After speeches by Hosein and Social Development Minister Cherrie-Ann Crichlow Cockburn, Deonarine, 54, told Newsday he was very happy with the initiative. Over 80 homeless people attended the all-day event, where they were treated to manicures, pedicures, tested for high blood pressure and diabetes, given clothing and survival kits and meals. Members of the Revival of Ummah (ROU) volunteer group and the San Fernando Volunteer network provided staffing for the event.
“I am very thankful for this place and talking with other people this morning, they were all excited to come here,” Deonarine said. “We know this place was supposed to open a while now but it was shut down for a little while, we glad to see it running now.”
However, he would like to authorities to remove homeless people who are addicted to alcohol and drugs from the streets and give them proper care and treatment.
“There are plenty fellas who drink bay rum every day or they drinking rum or smoking coke, it does lick them up. I think the government should come on the streets, see who suffering from addiction, take them and treat them for it. Because plenty of them don’t listen to me when I talk and it have some does get sick, go in the hospital and then run away and do the same thing again. We need more help for these people.”

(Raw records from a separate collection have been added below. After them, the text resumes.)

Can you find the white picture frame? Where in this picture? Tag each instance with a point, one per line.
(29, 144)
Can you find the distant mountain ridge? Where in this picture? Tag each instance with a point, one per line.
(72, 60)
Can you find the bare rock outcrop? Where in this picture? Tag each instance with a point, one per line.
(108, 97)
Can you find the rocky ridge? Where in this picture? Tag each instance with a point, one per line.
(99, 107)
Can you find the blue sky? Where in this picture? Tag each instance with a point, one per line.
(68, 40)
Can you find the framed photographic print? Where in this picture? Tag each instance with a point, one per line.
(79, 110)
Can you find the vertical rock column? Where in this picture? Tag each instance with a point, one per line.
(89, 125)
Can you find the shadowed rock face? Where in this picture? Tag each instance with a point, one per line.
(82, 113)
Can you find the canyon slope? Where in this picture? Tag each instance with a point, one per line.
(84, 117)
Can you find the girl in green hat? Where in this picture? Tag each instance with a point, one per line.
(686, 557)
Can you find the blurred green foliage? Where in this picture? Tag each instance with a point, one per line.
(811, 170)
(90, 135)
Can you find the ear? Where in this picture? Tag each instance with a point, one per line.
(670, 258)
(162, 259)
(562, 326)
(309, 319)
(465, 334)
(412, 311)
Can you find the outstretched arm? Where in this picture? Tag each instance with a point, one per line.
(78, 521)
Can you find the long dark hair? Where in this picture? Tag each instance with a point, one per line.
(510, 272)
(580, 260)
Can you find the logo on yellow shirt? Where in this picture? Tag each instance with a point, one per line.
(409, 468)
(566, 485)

Asked about his role as head of the Homeless Association, Deonarine explained, “I does try to look out for everybody on the street, when you living outside there, there is victimisation, stress plus all the physical things that could happen. So we have to stick together, cause if you can’t handle the streets, you will go down hard outside there.”
Deonarine said he started living on the streets after the home his parents built burnt to the ground in 2013. “I had gone to Tobago and when I was there, I get a call that the house burn down. It was leased land so the people didn’t want me to build back anything and I had nowhere else to go and I just started staying on the streets.”
Deonarine said he is a welder and fabricator and rents tools whenever he can get work.
“I sleeping on the streets but I does get jobs, rent the tools and go and make a day work whenever I get it, is not like I just waiting there and I lazy.”